Hanna Mäenpää, Tarja Toimela, Pirjo Saransaari, Lotta Salminen
and Hanna Tähti

The anticancer drug tamoxifen is widely used in breast cancer therapy. Tamoxifen has been reported to cause ocular toxicity and impairment of vision in epidemiological studies. To study the possible role of an excitotoxic mechanism in the ocular toxicity of tamoxifen, we investigated the effect of tamoxifen on retinal pigment epithelium (RPE) glutamate uptake in vitro. RPE, a layer of cells between photoreceptors and choroidal capillaries, contributes to the regulation of the concentration of the major excitatory amino acid, glutamate, in the subretinal space.

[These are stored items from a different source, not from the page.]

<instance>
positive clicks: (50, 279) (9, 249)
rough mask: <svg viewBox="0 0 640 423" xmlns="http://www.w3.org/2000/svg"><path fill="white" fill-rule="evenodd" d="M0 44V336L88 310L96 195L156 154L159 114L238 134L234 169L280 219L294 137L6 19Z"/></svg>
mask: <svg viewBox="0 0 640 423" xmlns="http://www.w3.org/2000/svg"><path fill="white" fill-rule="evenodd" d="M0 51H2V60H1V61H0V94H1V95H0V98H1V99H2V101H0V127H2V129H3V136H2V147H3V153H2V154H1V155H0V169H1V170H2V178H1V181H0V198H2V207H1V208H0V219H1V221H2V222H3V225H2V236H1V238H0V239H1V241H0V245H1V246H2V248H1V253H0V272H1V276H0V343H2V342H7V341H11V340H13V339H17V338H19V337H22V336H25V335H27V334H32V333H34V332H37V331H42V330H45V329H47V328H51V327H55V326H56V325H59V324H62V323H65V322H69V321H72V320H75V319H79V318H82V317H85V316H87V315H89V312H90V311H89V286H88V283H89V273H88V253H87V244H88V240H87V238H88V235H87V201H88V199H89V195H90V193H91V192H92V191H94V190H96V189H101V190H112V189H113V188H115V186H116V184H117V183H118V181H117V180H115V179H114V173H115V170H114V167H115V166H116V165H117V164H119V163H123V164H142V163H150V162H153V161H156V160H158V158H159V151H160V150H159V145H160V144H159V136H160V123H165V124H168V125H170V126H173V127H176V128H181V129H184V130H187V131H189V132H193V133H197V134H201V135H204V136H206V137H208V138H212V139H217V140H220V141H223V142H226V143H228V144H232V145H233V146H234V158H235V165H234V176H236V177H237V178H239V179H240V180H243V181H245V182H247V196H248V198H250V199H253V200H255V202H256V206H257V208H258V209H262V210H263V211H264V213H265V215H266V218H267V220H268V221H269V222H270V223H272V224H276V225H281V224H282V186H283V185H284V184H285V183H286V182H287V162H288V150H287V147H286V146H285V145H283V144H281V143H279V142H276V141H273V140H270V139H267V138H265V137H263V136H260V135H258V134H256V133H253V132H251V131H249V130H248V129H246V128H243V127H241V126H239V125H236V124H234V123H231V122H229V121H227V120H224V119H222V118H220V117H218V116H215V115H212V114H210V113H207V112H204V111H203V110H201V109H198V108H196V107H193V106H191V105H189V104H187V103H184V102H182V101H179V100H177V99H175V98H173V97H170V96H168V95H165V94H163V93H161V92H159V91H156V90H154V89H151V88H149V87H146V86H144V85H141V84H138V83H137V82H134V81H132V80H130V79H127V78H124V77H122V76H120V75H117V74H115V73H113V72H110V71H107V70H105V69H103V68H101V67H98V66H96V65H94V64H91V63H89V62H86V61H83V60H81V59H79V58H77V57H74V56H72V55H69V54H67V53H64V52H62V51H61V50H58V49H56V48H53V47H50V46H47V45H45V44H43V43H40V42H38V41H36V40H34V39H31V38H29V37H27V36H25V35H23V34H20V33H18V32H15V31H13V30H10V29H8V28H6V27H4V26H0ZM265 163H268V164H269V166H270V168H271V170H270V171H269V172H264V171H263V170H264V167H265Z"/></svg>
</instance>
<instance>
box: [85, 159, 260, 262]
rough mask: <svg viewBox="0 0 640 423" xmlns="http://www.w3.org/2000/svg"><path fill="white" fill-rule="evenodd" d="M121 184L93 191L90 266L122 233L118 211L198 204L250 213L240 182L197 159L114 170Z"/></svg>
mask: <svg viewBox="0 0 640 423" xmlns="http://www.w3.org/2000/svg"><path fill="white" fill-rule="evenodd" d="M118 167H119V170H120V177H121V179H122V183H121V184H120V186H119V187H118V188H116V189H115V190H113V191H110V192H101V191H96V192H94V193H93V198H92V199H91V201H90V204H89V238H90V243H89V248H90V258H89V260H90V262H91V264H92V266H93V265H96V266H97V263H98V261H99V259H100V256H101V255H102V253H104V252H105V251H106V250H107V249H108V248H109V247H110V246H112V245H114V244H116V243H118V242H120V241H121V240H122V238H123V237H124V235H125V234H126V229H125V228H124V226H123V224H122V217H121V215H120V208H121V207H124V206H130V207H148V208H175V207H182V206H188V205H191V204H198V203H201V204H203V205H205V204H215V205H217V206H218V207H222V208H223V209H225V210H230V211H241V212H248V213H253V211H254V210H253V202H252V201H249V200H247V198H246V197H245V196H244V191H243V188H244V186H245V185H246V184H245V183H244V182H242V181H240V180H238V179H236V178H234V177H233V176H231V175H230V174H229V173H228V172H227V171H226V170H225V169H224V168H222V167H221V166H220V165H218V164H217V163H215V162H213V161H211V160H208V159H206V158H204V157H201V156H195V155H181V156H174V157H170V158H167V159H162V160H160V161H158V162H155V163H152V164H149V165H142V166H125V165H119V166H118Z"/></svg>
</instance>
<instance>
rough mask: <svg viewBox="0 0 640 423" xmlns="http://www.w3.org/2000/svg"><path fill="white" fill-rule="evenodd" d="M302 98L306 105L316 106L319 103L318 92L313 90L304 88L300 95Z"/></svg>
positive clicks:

Dysfunction in RPE glutamate uptake can lead to accumulation of extracellular glutamate and can cause various excitotoxic effects in the retina. The study was conducted by using cultured pig RPE cells. Six different tamoxifen citrate concentrations, ranging from 1μM to 100μM, and [3H]-L-glutamate were added to the culture medium. To specify the glutamate uptake, 1mM dinitrophenol was added and a Na+-free culture was used. Due to the anti-oestrogenic character of tamoxifen, the possible effect of β-oestradiol on the glutamate uptake of RPE was also examined. The results show that glutamate uptake by RPE cells was reduced in the presence of tamoxifen, and that the reduction was dose-dependent. These results suggest that tamoxifen exposure could lead to the extracellular accumulation of glutamate. Disturbances in glutamate uptake can cause eye toxicity via an excitotoxic mechanism. The glutamate uptake of RPE cells was reduced under Na+-free conditions and was also reduced in the presence of dinitrophenol.